Answer by Viktor T. Toth, IT pro, part-time physicist, on Quora:

If you think the Earth is solid, please think again.

The diameter of the Earth is about 13,000 kilometers, give or take. The “solid” crust that you stand on? At most it is a few tens of kilometers thick. The rest is, surprise, surprise… in a molten, liquid state*.

Imagine a large beach ball. Fill it with water. That’s actually a surprisingly accurate analogy of what the Earth is like. Except that its skin is not even unbroken. It consists of pieces that slide over and under each other, and break from time to time. Which is why all that molten stuff from underneath gets to the surface all the time (in volcanoes) and which is why the “solid” skin is often not solid at all (think earthquakes).

Meanwhile, take the interior of the Sun. Technically, it is in a gaseous state, but this “gas” is actually many times thicker than concrete; its density far exceeds that of lead or uranium.

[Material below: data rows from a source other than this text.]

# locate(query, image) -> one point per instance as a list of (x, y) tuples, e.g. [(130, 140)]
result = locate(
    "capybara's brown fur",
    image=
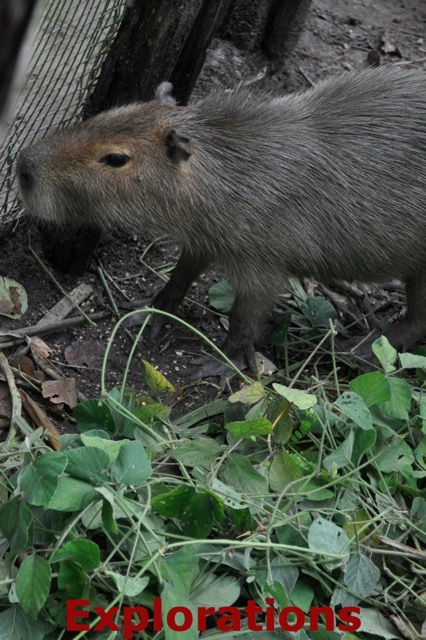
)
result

Fortunately, none of this has anything to do with gravity. Density, pressure, viscosity and similar factors are irrelevant. (Well, almost; in relativity theory, they do contribute tiny corrections. But let’s not go there.)

The only thing that really matters when it comes to gravity is mass. The gravitational field of the Sun is what it is because the mass of the Sun is roughly 300,000 times the mass of the Earth. The Sun’s gravitational field would not change if you suddenly managed to freeze the Sun solid. It makes no difference.

*Yes, I know about the solid (at least insofar as its ability to conduct shear waves is concerned) inner core and the stiff/rigid mantle that nonetheless behaves as a highly viscous fluid over long timescales. I just didn’t want to start a geology lecture. The bottom line is that the Earth is a near perfect sphere because over geologic timescales, it behaves as a mostly fluid sphere under its self-gravity.